Sony's newly released Reader PRS-505 trumps the competiting ebook readers, if you ask us. Its design is more attractive and it's significantly cheaper than its rivals. It's also rather pleasant to use, with a 600x800-pixel resolution e-ink display that simply doesn't feel like a screen

Patrick Wignall
3 min read

Although the Reader has been out in the US for a while, it's only now that Sony has gotten around to releasing it in the UK. Its introduction has been timed to coincide with the launch of Waterstone's ebook Web site and as the official retail partner for the device, Waterstone's will be promoting it heavily. And at its current £200 price, the PRS-505 manages to substantially undercut rivals like the Bookeen Cybook and iRex Iliad.


Sony Reader PRS-505

The Good

Attractive styling; great battery life; good screen; price.

The Bad

Heavy; no mains charger included.

The Bottom Line

The PRS-505 looks wonderful and is relatively easy to use. While some features, such as the PDF support, still need to be improved, at £200 the Reader represents good value for money compared to its rivals

Most of the previous ebooks we've seen have had fairly dull-looking designs, but the Sony Reader is a different beast altogether. It really does look very handsome, thanks to its luxurious silver finish. Also, since the case is made from metal rather than plastic it feels much sturdier than competitors such as the Bookeen Cybook.

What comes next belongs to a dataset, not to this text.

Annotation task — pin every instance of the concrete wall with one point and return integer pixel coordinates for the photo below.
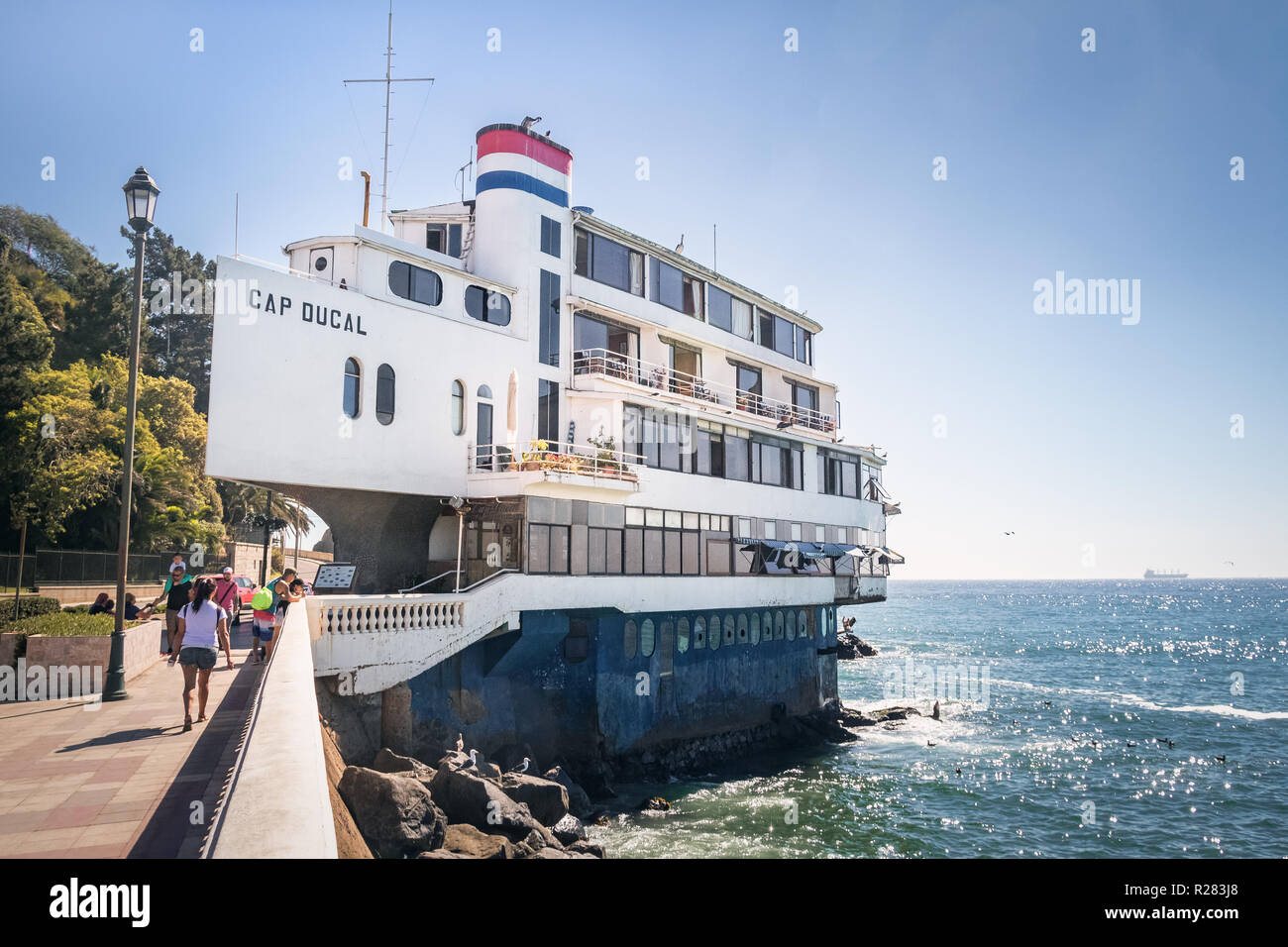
(278, 804)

Like the majority of the ebooks on the market at the moment, this one uses an e-ink display on the 6-inch screen. This is a special type of very high-contrast display that doesn't suffer from flicker and doesn't use a backlight. It is monochrome only, but it can show eight levels of greyscale at a resolution of 600x800 pixels, and it's incredibly readable. In fact, it's almost as good as looking at a printed page.

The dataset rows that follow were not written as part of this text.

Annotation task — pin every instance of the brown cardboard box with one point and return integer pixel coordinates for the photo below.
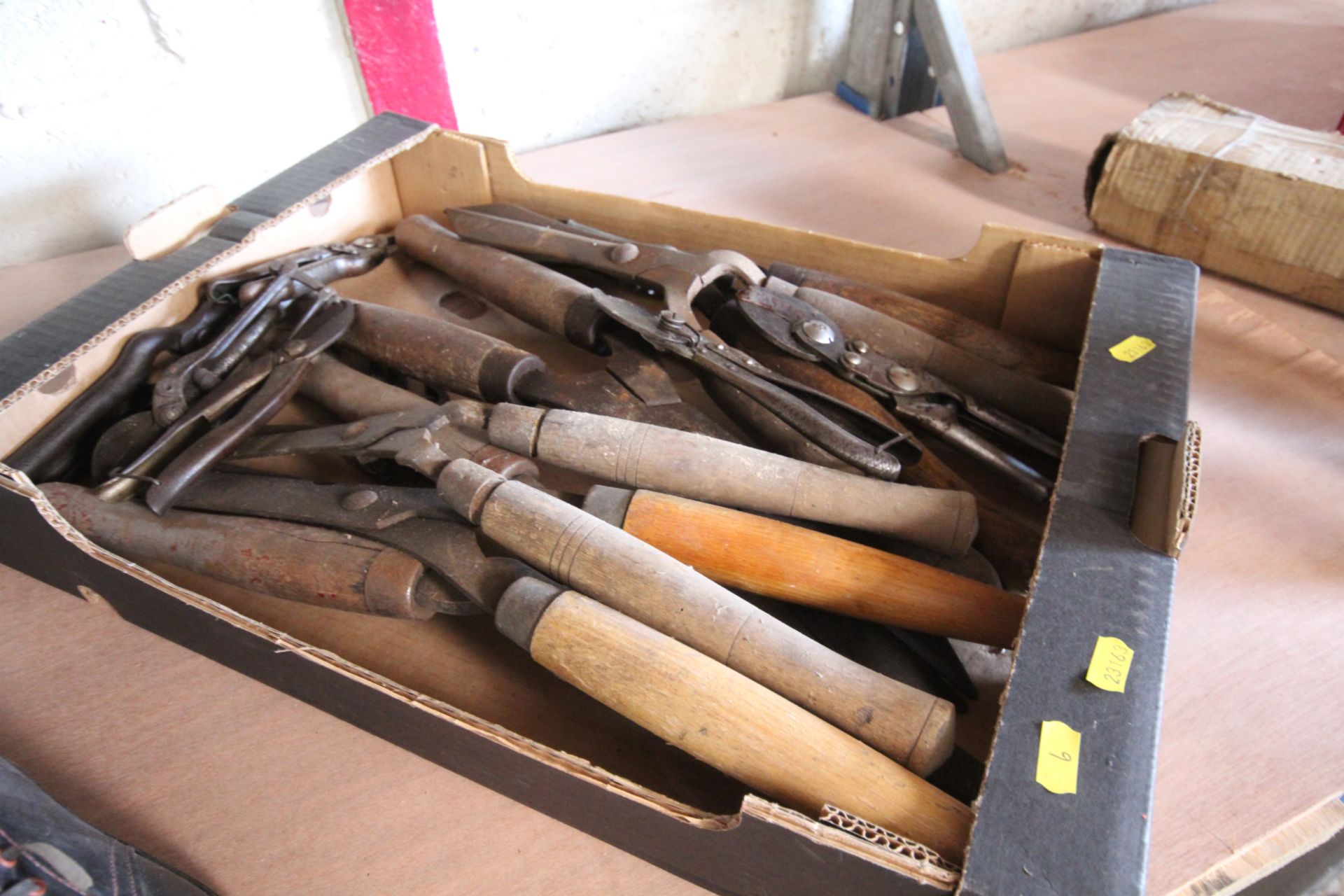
(1233, 191)
(458, 694)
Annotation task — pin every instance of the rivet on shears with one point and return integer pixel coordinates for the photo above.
(819, 332)
(902, 378)
(622, 253)
(359, 500)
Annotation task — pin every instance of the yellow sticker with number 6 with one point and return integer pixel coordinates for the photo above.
(1057, 761)
(1109, 668)
(1132, 348)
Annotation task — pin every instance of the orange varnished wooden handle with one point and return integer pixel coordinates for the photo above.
(724, 719)
(635, 578)
(800, 566)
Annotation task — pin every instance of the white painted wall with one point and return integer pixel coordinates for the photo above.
(112, 108)
(545, 73)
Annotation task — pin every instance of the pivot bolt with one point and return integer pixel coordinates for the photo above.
(902, 378)
(818, 332)
(622, 253)
(359, 500)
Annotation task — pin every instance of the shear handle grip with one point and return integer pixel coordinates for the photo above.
(995, 346)
(631, 577)
(723, 718)
(534, 293)
(441, 355)
(353, 396)
(708, 469)
(286, 561)
(50, 451)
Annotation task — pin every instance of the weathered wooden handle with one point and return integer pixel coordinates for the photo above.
(723, 718)
(640, 580)
(800, 566)
(545, 298)
(993, 346)
(442, 355)
(353, 396)
(708, 469)
(302, 564)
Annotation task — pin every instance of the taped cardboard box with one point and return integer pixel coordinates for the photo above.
(456, 692)
(1237, 192)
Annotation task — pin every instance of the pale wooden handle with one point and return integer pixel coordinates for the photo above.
(302, 564)
(353, 396)
(442, 355)
(736, 724)
(707, 469)
(615, 567)
(800, 566)
(545, 298)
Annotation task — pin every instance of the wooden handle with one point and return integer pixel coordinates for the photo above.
(640, 580)
(545, 298)
(726, 719)
(1009, 543)
(993, 346)
(353, 396)
(302, 564)
(708, 469)
(800, 566)
(444, 356)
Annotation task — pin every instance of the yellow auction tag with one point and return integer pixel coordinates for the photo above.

Internally there's 256MB of memory (192MB of which is accessible) giving you enough space to store around 160 books. If you feel the need, you can also add more storage via SD cards or Memory Stick Pro Duo cards.

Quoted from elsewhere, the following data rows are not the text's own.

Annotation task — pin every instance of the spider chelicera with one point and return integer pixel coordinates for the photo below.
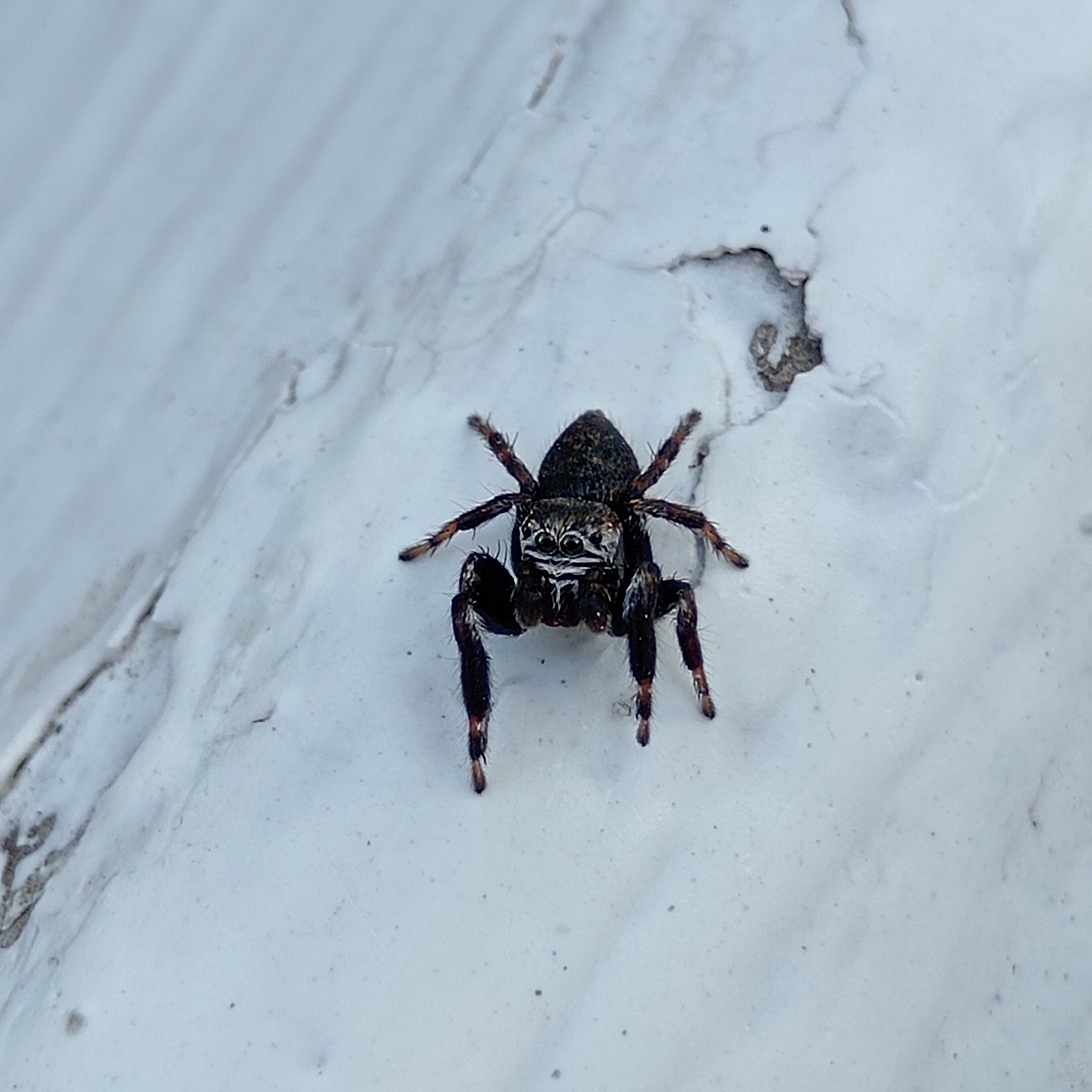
(581, 555)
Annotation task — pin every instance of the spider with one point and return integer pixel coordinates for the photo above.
(581, 555)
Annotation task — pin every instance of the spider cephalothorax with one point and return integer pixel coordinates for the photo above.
(581, 555)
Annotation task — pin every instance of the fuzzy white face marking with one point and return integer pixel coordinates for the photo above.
(567, 540)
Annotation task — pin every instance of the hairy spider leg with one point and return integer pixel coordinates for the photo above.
(465, 521)
(484, 601)
(667, 454)
(502, 447)
(693, 519)
(679, 595)
(639, 616)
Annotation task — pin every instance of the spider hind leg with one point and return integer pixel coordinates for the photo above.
(679, 596)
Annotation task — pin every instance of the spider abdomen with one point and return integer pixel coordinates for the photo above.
(590, 461)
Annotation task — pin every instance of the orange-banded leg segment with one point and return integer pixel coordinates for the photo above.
(484, 602)
(465, 521)
(689, 518)
(667, 454)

The device is relatively easy to get to grips with. You use the column of numbered buttons down the right-hand side of the display to select entries in menus or to enter the page number you want to skip to when you're reading an ebook. The two page-turning buttons are nicely placed so they're under your thumb when you hold the device in your hands. You can also zoom in on the text, with three different zoom levels on offer.

Getting books onto the device is pretty straightforward using the supplied Sony eBook Library software, which supports a broad range of formats. As well as Sony's own proprietary BBeB format, it can also be used to read txt, rtf and HTML files and a recent software upgrade has greatly improved its support for PDFs, though it can struggle to display complicated PDFs properly.

Pictures in JPEG, PNG and GIF formats can be shown in greyscale and there's also a basic music player that works with MP3 and DRM-free AAC files. You can listen to music and read a book at the same time.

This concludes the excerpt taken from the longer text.